Two-parent homes generate more parental involvement, such as reading to children and playing with them. Mellisa Kearney calls it “two-parent privilege.” Lenore Skenazy also points out the importance of free play in developing skills at an early age. AI can help parents and children, but it cannot replicate love.

AI aside, policymakers should also identify other opportunities to drive economic prosperity, especially in terms of entrepreneurship. A key bipartisan issue is occupational licensing, which imposes barriers to certain occupations. If those barriers are not removed, it will not matter if different people learn new skills through AI, when they are not able to act on those new skills. Burdensome occupational licensing has been shown to be detrimental to upward social mobility, increasing income inequality.

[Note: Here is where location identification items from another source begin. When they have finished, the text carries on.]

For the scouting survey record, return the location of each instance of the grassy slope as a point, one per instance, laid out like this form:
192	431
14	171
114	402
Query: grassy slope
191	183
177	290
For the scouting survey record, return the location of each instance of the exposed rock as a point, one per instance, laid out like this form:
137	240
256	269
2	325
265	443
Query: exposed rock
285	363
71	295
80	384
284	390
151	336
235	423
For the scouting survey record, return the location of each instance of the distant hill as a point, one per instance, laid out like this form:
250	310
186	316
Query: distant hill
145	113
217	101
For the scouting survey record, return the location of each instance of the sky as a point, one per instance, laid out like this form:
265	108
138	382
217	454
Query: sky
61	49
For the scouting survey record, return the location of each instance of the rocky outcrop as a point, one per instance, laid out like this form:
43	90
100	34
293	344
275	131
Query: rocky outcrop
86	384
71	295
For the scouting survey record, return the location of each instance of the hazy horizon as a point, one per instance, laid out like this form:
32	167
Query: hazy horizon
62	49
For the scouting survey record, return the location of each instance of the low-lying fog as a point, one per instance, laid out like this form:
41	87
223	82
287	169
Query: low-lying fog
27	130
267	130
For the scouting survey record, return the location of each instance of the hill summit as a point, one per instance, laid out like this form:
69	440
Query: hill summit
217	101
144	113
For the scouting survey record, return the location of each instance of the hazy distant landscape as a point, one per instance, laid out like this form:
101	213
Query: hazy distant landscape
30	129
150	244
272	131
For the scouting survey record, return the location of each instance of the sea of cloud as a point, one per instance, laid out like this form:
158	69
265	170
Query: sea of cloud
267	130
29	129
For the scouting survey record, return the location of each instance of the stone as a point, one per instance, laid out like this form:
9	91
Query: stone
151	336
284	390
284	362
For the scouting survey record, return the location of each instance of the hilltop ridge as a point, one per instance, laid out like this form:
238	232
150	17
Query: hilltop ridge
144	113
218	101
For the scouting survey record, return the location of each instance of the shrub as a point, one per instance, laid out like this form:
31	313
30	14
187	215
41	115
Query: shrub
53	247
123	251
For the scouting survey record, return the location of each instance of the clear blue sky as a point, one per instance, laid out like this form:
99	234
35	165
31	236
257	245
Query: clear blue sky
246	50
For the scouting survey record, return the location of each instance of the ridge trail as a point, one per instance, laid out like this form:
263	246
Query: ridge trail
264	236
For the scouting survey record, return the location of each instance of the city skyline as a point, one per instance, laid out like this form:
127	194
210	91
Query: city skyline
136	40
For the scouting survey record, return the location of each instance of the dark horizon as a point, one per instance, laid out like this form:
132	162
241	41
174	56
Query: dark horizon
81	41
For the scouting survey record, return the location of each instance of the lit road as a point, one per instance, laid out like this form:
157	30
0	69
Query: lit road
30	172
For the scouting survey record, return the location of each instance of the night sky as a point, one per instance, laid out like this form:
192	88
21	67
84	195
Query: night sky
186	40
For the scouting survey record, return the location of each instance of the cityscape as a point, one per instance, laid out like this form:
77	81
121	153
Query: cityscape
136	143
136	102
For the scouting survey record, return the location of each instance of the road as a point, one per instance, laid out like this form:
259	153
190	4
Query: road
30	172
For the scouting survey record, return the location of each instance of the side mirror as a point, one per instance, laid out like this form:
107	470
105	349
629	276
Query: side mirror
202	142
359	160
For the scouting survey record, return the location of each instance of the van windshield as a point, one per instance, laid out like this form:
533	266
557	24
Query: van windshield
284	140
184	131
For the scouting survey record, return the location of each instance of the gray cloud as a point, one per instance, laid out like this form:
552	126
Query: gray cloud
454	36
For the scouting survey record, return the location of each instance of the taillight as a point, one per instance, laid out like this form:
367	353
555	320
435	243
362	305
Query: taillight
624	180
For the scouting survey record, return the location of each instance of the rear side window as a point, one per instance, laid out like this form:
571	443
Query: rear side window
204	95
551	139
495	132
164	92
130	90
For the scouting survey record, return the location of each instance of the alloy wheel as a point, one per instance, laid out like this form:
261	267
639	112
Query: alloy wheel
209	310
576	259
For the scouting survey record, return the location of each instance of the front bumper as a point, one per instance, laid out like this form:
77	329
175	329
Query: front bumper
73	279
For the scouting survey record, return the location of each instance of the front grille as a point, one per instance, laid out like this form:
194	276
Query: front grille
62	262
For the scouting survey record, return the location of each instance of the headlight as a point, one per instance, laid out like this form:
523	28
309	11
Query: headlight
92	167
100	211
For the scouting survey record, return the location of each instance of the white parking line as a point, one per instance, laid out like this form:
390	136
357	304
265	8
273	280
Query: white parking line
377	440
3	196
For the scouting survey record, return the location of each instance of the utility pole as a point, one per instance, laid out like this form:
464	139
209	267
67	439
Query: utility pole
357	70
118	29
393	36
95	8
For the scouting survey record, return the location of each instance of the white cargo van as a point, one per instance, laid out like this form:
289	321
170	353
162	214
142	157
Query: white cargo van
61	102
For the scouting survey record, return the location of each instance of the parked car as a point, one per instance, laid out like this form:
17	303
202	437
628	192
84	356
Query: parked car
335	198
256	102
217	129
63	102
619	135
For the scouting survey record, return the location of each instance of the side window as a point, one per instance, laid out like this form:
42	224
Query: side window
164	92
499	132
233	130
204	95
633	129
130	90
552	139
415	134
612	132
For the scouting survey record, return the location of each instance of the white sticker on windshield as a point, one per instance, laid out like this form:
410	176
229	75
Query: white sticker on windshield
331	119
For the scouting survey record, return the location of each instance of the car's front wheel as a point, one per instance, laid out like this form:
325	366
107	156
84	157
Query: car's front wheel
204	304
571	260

Another crucial issue for social mobility is social capital, community and connectivity. AI can help address this by making people more productive at work and helping them gain free time that they can use to volunteer in their communities or spend with their families. But, at the end of the day, building a community is a human and social task by nature.

Human psychology still matters. If people don’t feel like they have the ability to overcome the barriers that stand in their way, no amount of AI will push them up the income ladder. The same goes for the importance of meaning and purpose in their lives. If they are missing, no artificial intelligence tool will be able to create them.

AI will be a powerful catalyst for social mobility in the 21st century, but let’s not exaggerate its potential. AI is called “artificial” for a reason. There are many other fundamental pillars for flourishing, and we ignore them at our peril.